The OCR could take a sample of the BA list to audit, or they may take the full list and select all of them for an audit. The OCR is also toying around with the idea of reviewing BA agreements between CEs and BAs, performing some level of comparison across agreements to create a baseline.
Tip 7: Don’t Skimp on Your BA Due-Diligence
CEs must conduct due-diligence for the BAs with whom they intend to do business. The process must take into account the potential to access PHI. Without this, a CE could be found negligent.
Leverage SOC2 + HITRUST to ensure you are getting a level of third-party assurance from your vendors. As a BA, also take this opportunity to get ahead of the assessment curve and start producing this information even if the organization is not currently being asked for it. Expect more and more CEs will request start to request this information.
Tip 8: You Can’t Hide
In short, no organization is safe. If you don’t respond, you will automatically be included in the audit selection. A late response is considered a non-response….and the OCR could decide to not look at the submission at all—you will go straight to an audit. And, be warned, on-site audits are more likely if you don’t respond timely or at all.
Tip 9: Put Your Best Foot Forward; It’s All About Your Behavior
This holds true from the Phase 1 Audits. The OCR wants to know that you are taking it seriously. They also want to know if you know where risk exists in your organization and that you are addressing the risk.
As a whole, the OCR wants to see that your organization has a healthy risk acceptance cadence—that your risk management program makes sense. Accountability is critical, including having a process in place to hold your vendors accountable.
Tip 10: Take Advantage of This Opportunity
Use this opportunity to think outside the box.

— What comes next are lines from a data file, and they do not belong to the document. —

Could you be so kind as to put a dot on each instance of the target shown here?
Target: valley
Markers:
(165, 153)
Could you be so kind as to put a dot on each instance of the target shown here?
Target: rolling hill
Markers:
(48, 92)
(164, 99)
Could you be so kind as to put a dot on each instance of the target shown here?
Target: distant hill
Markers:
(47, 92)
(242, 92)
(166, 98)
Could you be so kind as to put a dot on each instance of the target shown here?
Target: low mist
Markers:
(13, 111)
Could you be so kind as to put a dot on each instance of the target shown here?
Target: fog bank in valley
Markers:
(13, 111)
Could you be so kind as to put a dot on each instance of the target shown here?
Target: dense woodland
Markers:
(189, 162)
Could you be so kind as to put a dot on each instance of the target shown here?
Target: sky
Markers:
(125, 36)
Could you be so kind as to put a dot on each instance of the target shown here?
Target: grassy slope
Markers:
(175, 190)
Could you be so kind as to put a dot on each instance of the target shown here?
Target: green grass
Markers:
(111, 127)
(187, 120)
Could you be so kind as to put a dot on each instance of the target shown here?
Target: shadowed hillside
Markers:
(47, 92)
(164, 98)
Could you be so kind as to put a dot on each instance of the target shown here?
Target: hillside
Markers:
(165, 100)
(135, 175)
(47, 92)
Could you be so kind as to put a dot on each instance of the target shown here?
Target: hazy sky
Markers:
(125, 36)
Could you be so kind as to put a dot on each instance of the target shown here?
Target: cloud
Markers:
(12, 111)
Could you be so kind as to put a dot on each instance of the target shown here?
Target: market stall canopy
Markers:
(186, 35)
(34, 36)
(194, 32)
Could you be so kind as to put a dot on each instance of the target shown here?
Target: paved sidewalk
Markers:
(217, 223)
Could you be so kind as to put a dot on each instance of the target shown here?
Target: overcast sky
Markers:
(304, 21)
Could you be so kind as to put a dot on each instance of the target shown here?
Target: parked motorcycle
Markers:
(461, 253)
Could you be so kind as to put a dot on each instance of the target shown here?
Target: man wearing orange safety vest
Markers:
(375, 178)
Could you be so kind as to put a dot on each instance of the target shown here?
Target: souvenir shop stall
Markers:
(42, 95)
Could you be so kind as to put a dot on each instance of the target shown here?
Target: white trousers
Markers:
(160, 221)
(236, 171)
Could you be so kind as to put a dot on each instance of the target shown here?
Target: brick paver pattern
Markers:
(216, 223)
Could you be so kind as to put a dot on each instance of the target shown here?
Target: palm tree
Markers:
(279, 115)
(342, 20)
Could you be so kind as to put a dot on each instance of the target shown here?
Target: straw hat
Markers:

This can be so much more than a painful audit.
Consider using the Phase 2 Audits as a means to gain board-level attention and to drive more efficiency, coordination and collaboration amongst your security, operation and compliance teams.
Don’t just start with the OCR protocols; consider using a comprehensive framework that not only addresses OCR, but also other elements of risk management and policy compliance. Also look at third-party assurance across the entire organization. Find a way to assess once and report many.
Be prepared, be transparent, be consistent and be honest to avoid undue challenges during Phase 2. Take the time now to get ahead of the request—especially if you are a BA that has yet to be tapped for an audit. The time could be coming sooner than you think!
If you are a CE that works with a lot of BAs, the result of BA analysis by the OCR could change how they look at your risk. So choose your partners wisely and keep a current view of their risk posture handy at all times.